A FIERCE GALE howled out of the east from over a dark Irish Sea. As he approached the upper slopes of Slieve Commedagh, Johnny Cousins, one of the stonemen, crawled on his hands and knees to avoid being blown off his feet. Clutching a lantern in one hand, he was in danger of being late for the 8am start. He felt thankful to finally reach a small pyramidal shelter he and his workmates had built near the summit. There he could take temporary respite from the elements before starting work. It was no day to be up in the mountains. But then again, he didn’t have much choice: his livelihood depended on it.

It was no day to be up in the mountains. But then again, he didn’t have much choice: his livelihood depended on it.

Forming a compact cluster of peaks in the southeast corner of County Down in Northern Ireland, no-one knew the Mourne mountains better than Johnny and the other stonemen. For 18 years, from 1904 to 1922, they marched up daily between April and October from the surrounding lowland farms. Their mission: to build a great drystone wall made of granite, some eight feet high in places, to demarcate the boundary of the Belfast Water Commission, the central valley within its catchment to be flooded by two reservoirs to supply water to the expanding city.

One historian denounced the building of the wall as a nonsensical folly serving no real purpose. But folly it was not for the stonemen who painstakingly laid its 22-mile length. And nor is it a casual undertaking for today’s hillwalkers who trace its roughly circular route as it slavishly follows the watershed of the High Mournes over peak, trough, and blanket bog. Indeed, many rank it as one of Ireland’s finest mountain walks.
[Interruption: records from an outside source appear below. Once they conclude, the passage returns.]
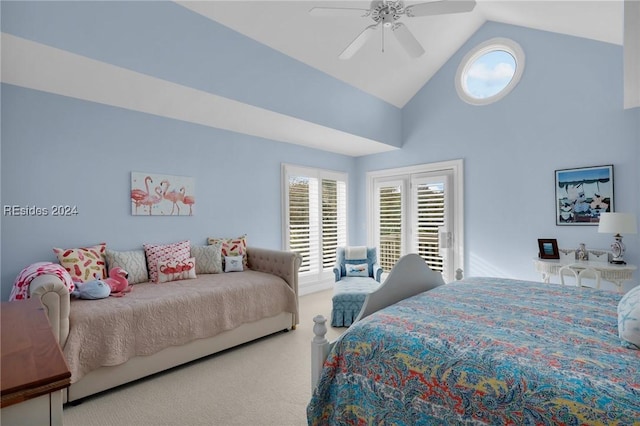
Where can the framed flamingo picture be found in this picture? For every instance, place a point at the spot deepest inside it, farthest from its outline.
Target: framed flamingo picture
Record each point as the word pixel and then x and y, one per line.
pixel 155 194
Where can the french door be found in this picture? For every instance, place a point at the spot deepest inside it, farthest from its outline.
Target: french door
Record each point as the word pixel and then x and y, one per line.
pixel 418 210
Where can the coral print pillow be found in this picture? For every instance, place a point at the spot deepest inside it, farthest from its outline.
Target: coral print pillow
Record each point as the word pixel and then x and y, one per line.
pixel 84 263
pixel 161 253
pixel 357 270
pixel 173 270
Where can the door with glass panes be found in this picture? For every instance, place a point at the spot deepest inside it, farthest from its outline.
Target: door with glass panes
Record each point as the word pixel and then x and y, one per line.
pixel 415 213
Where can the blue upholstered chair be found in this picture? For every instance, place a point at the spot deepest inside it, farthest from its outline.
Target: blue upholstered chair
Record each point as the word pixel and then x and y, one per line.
pixel 357 274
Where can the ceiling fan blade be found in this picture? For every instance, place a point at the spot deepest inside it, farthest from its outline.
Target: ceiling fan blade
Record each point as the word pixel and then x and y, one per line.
pixel 338 11
pixel 359 41
pixel 407 40
pixel 440 7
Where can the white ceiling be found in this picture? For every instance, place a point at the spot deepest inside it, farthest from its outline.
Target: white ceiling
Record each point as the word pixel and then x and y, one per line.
pixel 394 76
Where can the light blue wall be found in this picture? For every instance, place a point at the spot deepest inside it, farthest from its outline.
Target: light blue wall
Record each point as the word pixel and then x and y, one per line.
pixel 566 112
pixel 57 150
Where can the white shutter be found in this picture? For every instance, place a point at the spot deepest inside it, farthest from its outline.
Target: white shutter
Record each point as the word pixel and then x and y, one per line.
pixel 390 229
pixel 428 219
pixel 315 217
pixel 299 226
pixel 334 221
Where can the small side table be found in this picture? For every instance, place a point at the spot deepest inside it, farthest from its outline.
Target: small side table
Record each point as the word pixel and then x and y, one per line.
pixel 34 371
pixel 616 274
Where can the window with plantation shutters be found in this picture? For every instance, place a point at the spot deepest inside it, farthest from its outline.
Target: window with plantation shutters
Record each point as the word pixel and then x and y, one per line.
pixel 418 209
pixel 429 219
pixel 315 217
pixel 390 223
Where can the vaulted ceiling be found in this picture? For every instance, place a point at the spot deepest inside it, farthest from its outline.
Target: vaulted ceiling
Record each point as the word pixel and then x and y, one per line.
pixel 392 75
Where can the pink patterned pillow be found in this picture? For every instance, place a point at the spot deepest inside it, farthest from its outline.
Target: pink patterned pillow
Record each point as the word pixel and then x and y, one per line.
pixel 159 253
pixel 84 263
pixel 173 270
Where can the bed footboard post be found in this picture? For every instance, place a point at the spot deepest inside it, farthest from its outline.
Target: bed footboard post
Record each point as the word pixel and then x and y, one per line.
pixel 319 349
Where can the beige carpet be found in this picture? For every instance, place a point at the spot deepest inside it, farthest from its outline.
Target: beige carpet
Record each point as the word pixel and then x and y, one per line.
pixel 266 382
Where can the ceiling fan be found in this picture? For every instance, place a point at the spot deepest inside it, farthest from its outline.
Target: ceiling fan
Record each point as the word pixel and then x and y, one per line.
pixel 386 14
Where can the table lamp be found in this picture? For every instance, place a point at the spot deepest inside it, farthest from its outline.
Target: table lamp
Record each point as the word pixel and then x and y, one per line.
pixel 617 223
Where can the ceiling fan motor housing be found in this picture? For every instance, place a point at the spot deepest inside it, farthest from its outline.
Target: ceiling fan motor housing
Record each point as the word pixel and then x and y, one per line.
pixel 386 12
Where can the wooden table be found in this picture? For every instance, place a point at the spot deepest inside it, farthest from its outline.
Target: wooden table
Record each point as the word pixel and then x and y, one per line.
pixel 34 371
pixel 616 274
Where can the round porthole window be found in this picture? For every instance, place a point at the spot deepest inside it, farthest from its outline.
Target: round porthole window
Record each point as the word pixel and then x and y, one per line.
pixel 489 71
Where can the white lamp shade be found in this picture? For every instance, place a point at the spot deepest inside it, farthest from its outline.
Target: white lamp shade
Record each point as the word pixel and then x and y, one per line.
pixel 617 223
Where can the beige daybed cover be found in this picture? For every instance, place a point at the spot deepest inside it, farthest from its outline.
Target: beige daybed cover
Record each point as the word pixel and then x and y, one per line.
pixel 109 331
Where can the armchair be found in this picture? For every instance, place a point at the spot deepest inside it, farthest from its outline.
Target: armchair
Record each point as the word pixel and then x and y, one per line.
pixel 357 273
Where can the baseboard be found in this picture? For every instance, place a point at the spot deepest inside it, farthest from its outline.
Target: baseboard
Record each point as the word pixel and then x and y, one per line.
pixel 314 287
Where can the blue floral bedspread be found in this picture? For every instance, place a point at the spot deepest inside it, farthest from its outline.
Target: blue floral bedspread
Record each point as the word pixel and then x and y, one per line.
pixel 484 351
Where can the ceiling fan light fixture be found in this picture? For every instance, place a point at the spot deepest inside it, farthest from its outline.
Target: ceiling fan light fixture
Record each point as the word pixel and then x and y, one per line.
pixel 387 13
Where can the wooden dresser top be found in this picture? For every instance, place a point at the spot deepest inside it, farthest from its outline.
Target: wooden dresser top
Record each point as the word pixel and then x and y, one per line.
pixel 32 363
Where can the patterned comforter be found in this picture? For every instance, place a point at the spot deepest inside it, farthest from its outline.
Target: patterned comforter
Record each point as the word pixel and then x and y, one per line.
pixel 484 351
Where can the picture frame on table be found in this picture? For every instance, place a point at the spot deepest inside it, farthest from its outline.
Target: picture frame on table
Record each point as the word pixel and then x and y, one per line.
pixel 582 194
pixel 548 248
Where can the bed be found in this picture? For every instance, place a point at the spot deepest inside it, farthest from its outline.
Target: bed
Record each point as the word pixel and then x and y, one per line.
pixel 479 351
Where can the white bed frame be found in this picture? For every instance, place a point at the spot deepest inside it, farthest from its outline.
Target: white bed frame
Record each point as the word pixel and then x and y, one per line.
pixel 410 276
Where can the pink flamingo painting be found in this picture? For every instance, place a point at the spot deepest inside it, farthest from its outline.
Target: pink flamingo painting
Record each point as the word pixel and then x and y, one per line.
pixel 138 195
pixel 188 200
pixel 150 200
pixel 173 196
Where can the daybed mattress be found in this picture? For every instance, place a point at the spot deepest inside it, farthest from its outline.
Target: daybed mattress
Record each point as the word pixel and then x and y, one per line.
pixel 109 331
pixel 484 351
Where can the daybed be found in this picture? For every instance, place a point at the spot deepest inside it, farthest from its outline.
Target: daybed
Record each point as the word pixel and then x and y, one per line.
pixel 112 341
pixel 480 351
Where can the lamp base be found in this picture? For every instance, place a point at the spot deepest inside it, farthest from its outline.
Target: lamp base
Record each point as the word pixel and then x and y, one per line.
pixel 617 249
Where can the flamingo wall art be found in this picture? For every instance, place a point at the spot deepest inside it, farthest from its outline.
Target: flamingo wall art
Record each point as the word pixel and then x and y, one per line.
pixel 162 195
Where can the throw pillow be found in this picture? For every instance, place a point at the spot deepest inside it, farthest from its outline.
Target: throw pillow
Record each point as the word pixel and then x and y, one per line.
pixel 233 247
pixel 132 261
pixel 357 270
pixel 629 319
pixel 173 270
pixel 208 258
pixel 84 263
pixel 233 264
pixel 158 253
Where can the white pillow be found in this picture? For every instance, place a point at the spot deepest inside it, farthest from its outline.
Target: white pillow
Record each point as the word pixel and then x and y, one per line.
pixel 133 261
pixel 233 263
pixel 629 319
pixel 208 258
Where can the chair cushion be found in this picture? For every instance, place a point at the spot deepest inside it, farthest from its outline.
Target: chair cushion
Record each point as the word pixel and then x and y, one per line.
pixel 348 297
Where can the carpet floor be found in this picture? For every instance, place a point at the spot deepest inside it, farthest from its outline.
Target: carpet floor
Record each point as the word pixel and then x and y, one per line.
pixel 265 382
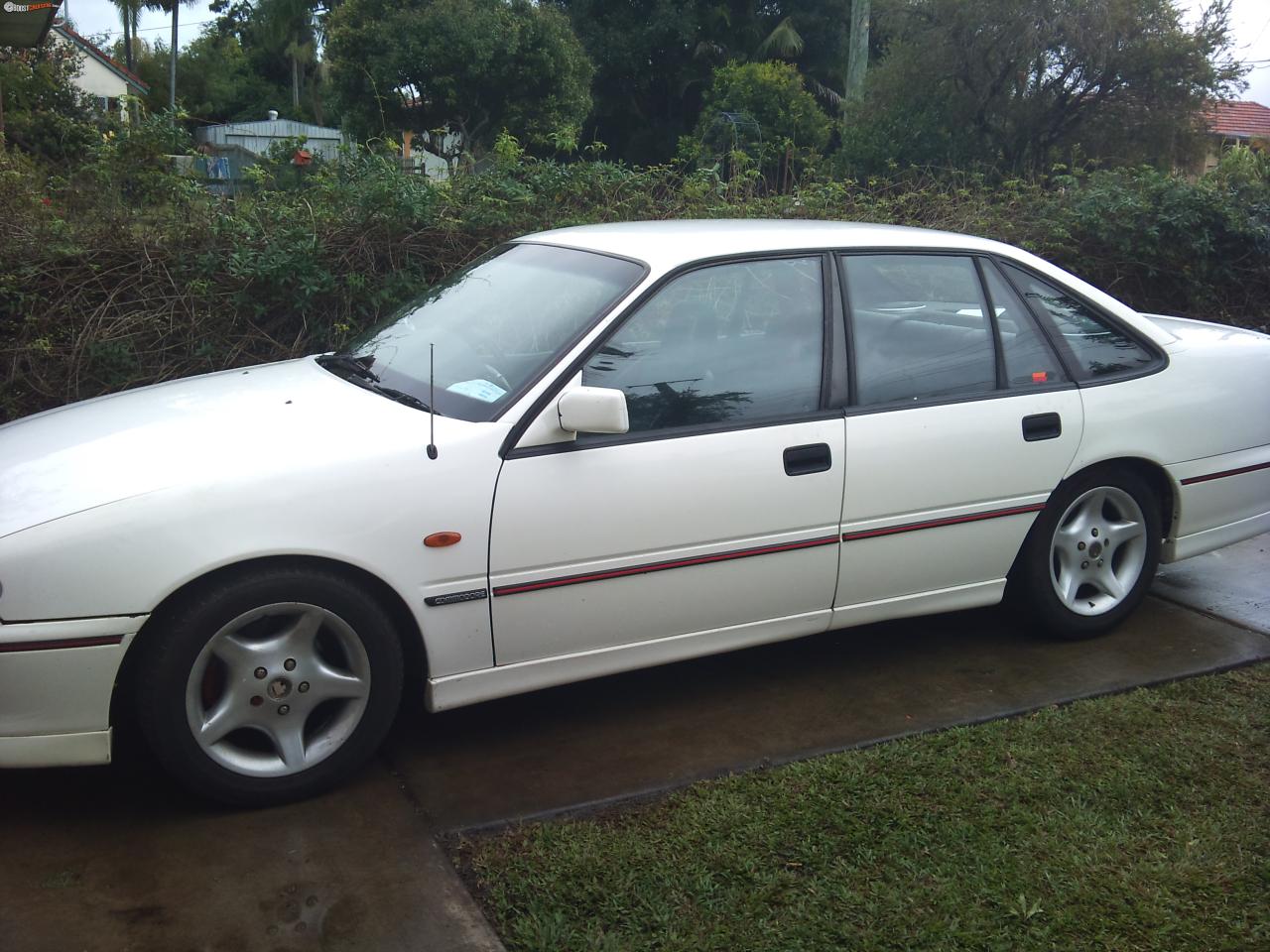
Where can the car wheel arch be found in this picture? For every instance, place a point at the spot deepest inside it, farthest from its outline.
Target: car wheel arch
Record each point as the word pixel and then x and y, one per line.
pixel 1156 476
pixel 413 645
pixel 1153 474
While the standard route is to start at the Silent Valley reservoir and proceed clockwise (some prefer to go anti-clockwise to avoid leaving till last a tiring ascent of Slieve Binnian), without a car I set off from the more easily accessible seaside town of Newcastle to the north. Fortified by a greasy fry for breakfast, my way up to the wall would add over an additional half-a-kilometre of ascent to the reckoning to make a total of around 3,200 metres, or more than 10,000 feet – a task I set myself over a weekend in mid-May with an overnight wild camp.